A Associação Industrial e Comercial do Café (AICC) apoia o novo regulamento europeu anti-desflorestação (EUDR), mas pede a prorrogação do prazo de implementação e justificam que os pequenos produtores de café precisam de tempo, estruturas e recursos suficientes para cumprir o regulamento que entra no final do ano.
“A União Europeia está a pôr a carroça à frente dos bois e não temos tempo de absorver esta nova burocracia e pôr isto a funcionar, principalmente os países de origem. Angola não sabia sequer deste regulamento”, afirma a secretária-geral da AICC, em declarações ao ECO. “É um trabalho burocrático gigantesco”, reforça Cláudia Pimentel.
A União Europeia está a pôr a carroça à frente dos bois e não temos tempo de absorver esta nova burocracia e pôr isto a funcionar, principalmente os países de origem.
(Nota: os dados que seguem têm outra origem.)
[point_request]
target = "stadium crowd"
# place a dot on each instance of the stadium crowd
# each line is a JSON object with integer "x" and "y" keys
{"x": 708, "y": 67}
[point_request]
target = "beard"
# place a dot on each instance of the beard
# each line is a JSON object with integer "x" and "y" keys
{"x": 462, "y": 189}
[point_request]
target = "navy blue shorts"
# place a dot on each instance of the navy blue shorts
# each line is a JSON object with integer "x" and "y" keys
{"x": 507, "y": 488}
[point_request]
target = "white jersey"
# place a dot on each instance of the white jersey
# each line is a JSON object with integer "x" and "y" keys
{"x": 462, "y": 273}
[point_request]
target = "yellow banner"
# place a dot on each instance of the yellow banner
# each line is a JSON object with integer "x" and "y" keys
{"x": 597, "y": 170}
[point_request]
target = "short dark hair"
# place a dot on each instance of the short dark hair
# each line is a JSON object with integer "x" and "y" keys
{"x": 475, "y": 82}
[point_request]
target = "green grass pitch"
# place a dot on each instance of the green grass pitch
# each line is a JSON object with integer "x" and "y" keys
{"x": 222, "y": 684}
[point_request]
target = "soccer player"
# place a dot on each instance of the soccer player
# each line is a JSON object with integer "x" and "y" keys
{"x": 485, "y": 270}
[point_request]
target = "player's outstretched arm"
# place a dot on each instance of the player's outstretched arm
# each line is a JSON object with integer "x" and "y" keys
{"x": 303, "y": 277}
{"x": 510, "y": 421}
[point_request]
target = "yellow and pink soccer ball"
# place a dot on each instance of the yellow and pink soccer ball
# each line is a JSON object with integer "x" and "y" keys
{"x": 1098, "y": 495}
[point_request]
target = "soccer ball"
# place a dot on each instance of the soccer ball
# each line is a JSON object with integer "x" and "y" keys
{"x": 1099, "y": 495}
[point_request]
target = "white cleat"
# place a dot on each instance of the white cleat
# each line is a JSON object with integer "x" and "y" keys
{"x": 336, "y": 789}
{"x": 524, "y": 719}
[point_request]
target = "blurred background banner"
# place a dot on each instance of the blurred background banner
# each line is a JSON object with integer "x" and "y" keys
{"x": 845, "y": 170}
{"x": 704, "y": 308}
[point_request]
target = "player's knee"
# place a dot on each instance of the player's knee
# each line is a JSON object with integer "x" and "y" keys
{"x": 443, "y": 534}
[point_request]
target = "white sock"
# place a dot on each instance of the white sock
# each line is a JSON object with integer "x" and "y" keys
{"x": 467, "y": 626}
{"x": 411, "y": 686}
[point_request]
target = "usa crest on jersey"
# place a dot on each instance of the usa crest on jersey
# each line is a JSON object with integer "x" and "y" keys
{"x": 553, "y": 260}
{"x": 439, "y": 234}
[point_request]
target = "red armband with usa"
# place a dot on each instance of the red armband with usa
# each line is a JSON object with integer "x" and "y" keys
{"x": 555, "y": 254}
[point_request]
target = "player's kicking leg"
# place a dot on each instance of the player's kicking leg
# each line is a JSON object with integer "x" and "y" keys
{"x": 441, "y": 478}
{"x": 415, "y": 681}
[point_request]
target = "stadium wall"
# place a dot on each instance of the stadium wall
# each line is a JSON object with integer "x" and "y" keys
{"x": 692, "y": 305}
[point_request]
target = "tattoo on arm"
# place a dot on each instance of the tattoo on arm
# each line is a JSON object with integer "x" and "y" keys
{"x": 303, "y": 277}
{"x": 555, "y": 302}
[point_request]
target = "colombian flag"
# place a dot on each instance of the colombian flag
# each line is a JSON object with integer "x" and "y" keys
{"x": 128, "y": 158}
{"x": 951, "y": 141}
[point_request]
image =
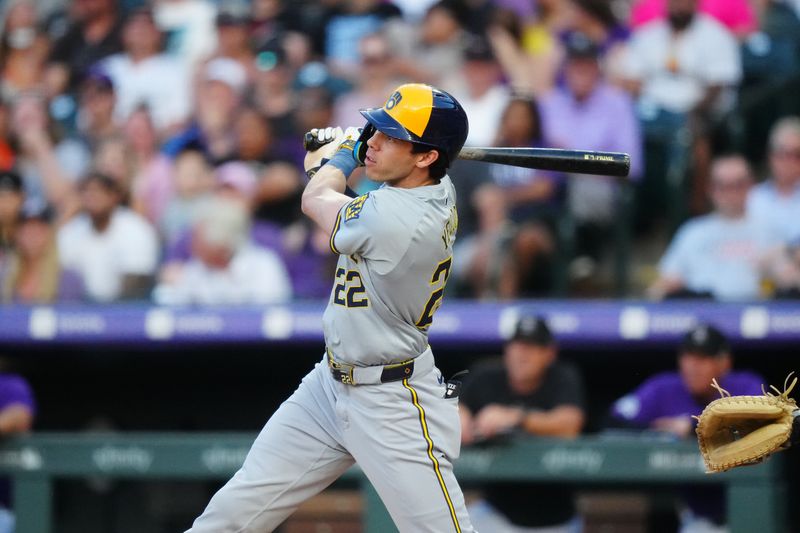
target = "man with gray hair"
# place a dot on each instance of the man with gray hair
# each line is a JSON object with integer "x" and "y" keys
{"x": 226, "y": 268}
{"x": 776, "y": 201}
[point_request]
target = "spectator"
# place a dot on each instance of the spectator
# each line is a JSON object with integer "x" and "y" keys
{"x": 737, "y": 15}
{"x": 484, "y": 96}
{"x": 683, "y": 71}
{"x": 717, "y": 255}
{"x": 143, "y": 75}
{"x": 93, "y": 35}
{"x": 49, "y": 165}
{"x": 226, "y": 268}
{"x": 272, "y": 93}
{"x": 23, "y": 49}
{"x": 376, "y": 78}
{"x": 113, "y": 158}
{"x": 33, "y": 274}
{"x": 510, "y": 256}
{"x": 590, "y": 114}
{"x": 151, "y": 183}
{"x": 776, "y": 202}
{"x": 189, "y": 29}
{"x": 12, "y": 198}
{"x": 596, "y": 20}
{"x": 667, "y": 402}
{"x": 97, "y": 100}
{"x": 258, "y": 146}
{"x": 17, "y": 411}
{"x": 233, "y": 36}
{"x": 218, "y": 99}
{"x": 348, "y": 24}
{"x": 432, "y": 49}
{"x": 535, "y": 393}
{"x": 193, "y": 183}
{"x": 113, "y": 249}
{"x": 6, "y": 152}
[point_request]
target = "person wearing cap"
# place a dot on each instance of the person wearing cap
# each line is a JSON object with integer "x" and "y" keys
{"x": 94, "y": 34}
{"x": 97, "y": 101}
{"x": 33, "y": 274}
{"x": 112, "y": 248}
{"x": 233, "y": 35}
{"x": 226, "y": 267}
{"x": 529, "y": 392}
{"x": 668, "y": 401}
{"x": 483, "y": 93}
{"x": 722, "y": 254}
{"x": 143, "y": 74}
{"x": 586, "y": 112}
{"x": 218, "y": 100}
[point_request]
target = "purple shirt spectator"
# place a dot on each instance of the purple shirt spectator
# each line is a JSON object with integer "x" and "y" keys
{"x": 666, "y": 395}
{"x": 605, "y": 120}
{"x": 307, "y": 269}
{"x": 14, "y": 390}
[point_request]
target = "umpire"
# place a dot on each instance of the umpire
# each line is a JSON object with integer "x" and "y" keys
{"x": 529, "y": 391}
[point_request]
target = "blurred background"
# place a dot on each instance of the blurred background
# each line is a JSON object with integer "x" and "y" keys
{"x": 157, "y": 274}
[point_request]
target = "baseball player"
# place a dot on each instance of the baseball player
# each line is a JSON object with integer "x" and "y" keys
{"x": 376, "y": 398}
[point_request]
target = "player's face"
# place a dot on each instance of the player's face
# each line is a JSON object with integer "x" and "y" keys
{"x": 390, "y": 160}
{"x": 697, "y": 371}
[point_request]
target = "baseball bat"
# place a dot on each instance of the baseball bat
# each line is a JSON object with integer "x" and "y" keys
{"x": 555, "y": 159}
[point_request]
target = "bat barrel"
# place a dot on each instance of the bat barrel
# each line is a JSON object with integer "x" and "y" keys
{"x": 569, "y": 161}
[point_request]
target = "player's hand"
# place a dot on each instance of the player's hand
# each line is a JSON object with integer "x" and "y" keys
{"x": 320, "y": 145}
{"x": 326, "y": 142}
{"x": 495, "y": 418}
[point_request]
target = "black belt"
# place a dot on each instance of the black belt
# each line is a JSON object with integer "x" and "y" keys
{"x": 349, "y": 374}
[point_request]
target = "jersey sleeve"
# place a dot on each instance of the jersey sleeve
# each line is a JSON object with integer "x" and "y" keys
{"x": 373, "y": 226}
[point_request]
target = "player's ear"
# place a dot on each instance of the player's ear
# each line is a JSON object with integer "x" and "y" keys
{"x": 426, "y": 159}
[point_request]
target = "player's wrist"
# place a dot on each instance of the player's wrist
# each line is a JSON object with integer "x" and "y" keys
{"x": 344, "y": 160}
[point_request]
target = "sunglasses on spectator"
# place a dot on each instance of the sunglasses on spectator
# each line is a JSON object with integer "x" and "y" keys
{"x": 780, "y": 152}
{"x": 730, "y": 185}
Angola não sabia sequer deste regulamento.
“Concordamos com a legislação EUDR, mas solicitamos o adiamento porque não há, ainda, condições para a implementação do regulamento”, explica ao ECO a secretária-geral da AICC. Cláudia Pimentel justifica esse adiamento devido à “falta de preparação dos países produtores e à falta de clarificação do sistema informático/plataforma que servirá de base a todos os operadores envolvidos no processo”.
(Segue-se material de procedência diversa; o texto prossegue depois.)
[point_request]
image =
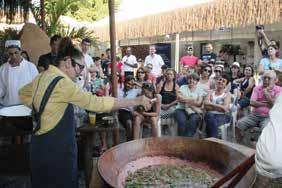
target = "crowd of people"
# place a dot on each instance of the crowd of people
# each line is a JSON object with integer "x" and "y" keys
{"x": 205, "y": 91}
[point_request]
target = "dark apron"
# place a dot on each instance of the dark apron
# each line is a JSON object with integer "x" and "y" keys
{"x": 53, "y": 156}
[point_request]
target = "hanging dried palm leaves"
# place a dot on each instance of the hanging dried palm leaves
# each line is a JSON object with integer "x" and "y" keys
{"x": 14, "y": 11}
{"x": 209, "y": 16}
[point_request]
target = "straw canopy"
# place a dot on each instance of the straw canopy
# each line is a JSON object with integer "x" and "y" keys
{"x": 208, "y": 16}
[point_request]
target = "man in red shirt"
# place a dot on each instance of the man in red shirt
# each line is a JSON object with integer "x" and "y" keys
{"x": 189, "y": 60}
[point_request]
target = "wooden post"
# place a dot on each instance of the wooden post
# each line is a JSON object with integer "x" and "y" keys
{"x": 112, "y": 23}
{"x": 42, "y": 14}
{"x": 176, "y": 61}
{"x": 111, "y": 4}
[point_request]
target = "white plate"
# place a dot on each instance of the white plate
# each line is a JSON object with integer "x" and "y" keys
{"x": 15, "y": 111}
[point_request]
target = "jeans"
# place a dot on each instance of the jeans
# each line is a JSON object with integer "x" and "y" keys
{"x": 187, "y": 124}
{"x": 213, "y": 121}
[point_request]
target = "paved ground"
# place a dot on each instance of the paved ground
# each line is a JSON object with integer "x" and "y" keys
{"x": 24, "y": 181}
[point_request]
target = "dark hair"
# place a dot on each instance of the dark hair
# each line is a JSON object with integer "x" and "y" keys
{"x": 96, "y": 59}
{"x": 146, "y": 75}
{"x": 193, "y": 75}
{"x": 26, "y": 54}
{"x": 149, "y": 86}
{"x": 67, "y": 49}
{"x": 128, "y": 78}
{"x": 205, "y": 66}
{"x": 226, "y": 77}
{"x": 250, "y": 66}
{"x": 276, "y": 42}
{"x": 87, "y": 40}
{"x": 55, "y": 38}
{"x": 172, "y": 70}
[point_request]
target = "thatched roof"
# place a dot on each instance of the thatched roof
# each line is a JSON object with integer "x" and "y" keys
{"x": 208, "y": 16}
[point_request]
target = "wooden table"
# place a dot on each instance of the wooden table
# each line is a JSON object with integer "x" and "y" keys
{"x": 88, "y": 132}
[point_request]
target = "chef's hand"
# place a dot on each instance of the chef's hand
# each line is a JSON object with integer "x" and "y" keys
{"x": 145, "y": 102}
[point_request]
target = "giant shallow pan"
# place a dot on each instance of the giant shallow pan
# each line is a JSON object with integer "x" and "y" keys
{"x": 217, "y": 154}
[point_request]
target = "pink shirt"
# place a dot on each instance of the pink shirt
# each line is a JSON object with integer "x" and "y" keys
{"x": 191, "y": 61}
{"x": 258, "y": 95}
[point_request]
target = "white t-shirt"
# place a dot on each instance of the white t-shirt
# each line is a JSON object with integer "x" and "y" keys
{"x": 88, "y": 60}
{"x": 269, "y": 145}
{"x": 130, "y": 94}
{"x": 14, "y": 78}
{"x": 130, "y": 60}
{"x": 84, "y": 76}
{"x": 157, "y": 62}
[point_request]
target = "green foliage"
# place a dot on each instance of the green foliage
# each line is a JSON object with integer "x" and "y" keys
{"x": 77, "y": 33}
{"x": 16, "y": 11}
{"x": 89, "y": 10}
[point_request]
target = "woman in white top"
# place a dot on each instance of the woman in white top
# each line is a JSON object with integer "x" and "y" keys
{"x": 217, "y": 105}
{"x": 272, "y": 62}
{"x": 204, "y": 82}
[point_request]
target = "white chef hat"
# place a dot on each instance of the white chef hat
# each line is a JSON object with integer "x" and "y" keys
{"x": 13, "y": 43}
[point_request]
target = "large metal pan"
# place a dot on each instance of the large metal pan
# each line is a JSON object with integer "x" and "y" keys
{"x": 217, "y": 154}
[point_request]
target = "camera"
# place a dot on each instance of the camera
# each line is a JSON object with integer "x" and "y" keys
{"x": 258, "y": 27}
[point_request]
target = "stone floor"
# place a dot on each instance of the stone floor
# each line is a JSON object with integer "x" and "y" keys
{"x": 24, "y": 181}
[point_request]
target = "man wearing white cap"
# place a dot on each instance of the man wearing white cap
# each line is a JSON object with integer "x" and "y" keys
{"x": 14, "y": 74}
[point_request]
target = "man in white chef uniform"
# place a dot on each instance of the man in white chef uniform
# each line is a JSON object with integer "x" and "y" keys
{"x": 14, "y": 74}
{"x": 156, "y": 60}
{"x": 269, "y": 150}
{"x": 129, "y": 63}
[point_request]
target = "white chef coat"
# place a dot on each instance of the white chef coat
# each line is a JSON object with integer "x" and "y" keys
{"x": 269, "y": 145}
{"x": 157, "y": 62}
{"x": 130, "y": 60}
{"x": 13, "y": 78}
{"x": 88, "y": 60}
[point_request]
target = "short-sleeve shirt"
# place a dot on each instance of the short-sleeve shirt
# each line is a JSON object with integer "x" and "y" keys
{"x": 185, "y": 91}
{"x": 46, "y": 60}
{"x": 130, "y": 94}
{"x": 130, "y": 60}
{"x": 208, "y": 57}
{"x": 190, "y": 61}
{"x": 258, "y": 95}
{"x": 267, "y": 65}
{"x": 157, "y": 62}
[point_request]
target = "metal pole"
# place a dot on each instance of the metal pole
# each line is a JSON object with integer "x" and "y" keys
{"x": 176, "y": 61}
{"x": 113, "y": 46}
{"x": 42, "y": 14}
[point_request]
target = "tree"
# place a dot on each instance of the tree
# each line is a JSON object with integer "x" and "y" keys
{"x": 89, "y": 10}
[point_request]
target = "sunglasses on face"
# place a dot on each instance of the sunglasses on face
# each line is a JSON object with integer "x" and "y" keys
{"x": 207, "y": 70}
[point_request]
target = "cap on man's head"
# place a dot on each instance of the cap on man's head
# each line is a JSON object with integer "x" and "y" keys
{"x": 235, "y": 64}
{"x": 13, "y": 44}
{"x": 219, "y": 65}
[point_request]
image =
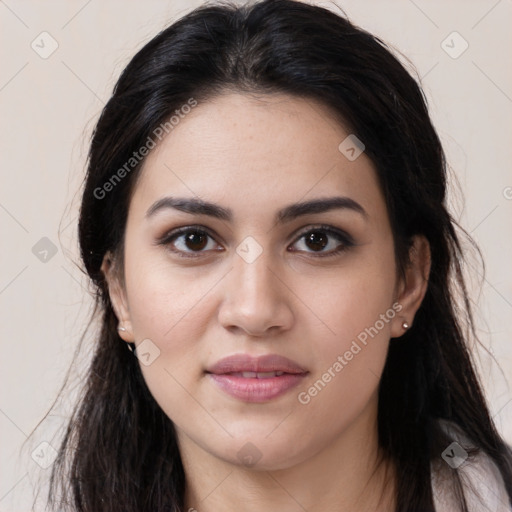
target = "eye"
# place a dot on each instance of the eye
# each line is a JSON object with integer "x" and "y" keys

A Nestlé Portugal assume ao ECO que está a ser “afetada pelo Regulamento Europeu Anti-Desflorestação“, apesar de estarem “confiantes com a capacidade de cumprir o regulamento, graças ao nosso trabalho de longa data na prevenção da desflorestação”.
“A Nestlé é afetada pelo EUDR devido à ampla gama de produtos no nosso portfólio. Esses produtos contêm ingredientes fornecidos por fornecedores e produtores localizados em vários países, e são transformados e vendidos em toda a Europa e todo o mundo”, explica ao ECO Gonçalo Granado, diretor de comunicação da Nestlé Portugal. O responsável apela que é “necessária mais clareza em relação a alguns aspetos práticos, incluindo como os Estados membros da UE planeiam implementar este regulamento”.
Já o Grupo Nabeiro-Delta Cafés garantiu apenas que “não estão a comprar mais stock” antes de a lei entrar em vigor, mas sim a “tentar ajudar os pequenos agricultores via International Coffee Partners (ICP)”.
É necessária mais clareza em relação a alguns aspetos práticos, incluindo como os Estados membros da UE planeiam implementar este regulamento.
Apesar de faltarem apenas três meses para este novo regulamento entrar em vigor, a Associação Industrial e Comercial do Café concorda com a falta de clareza. “Na verdade nenhum de nós sabe como vai funcionar esta plataforma que foi criada pela União Europeia e só vai estar disponível para inscrição em novembro. Nós temos acesso aos relatórios dos testes e sabemos que não estão a correr muito bem porque existem muitas dificuldades e mutas dúvidas”, refere a a secretária-geral da AICC.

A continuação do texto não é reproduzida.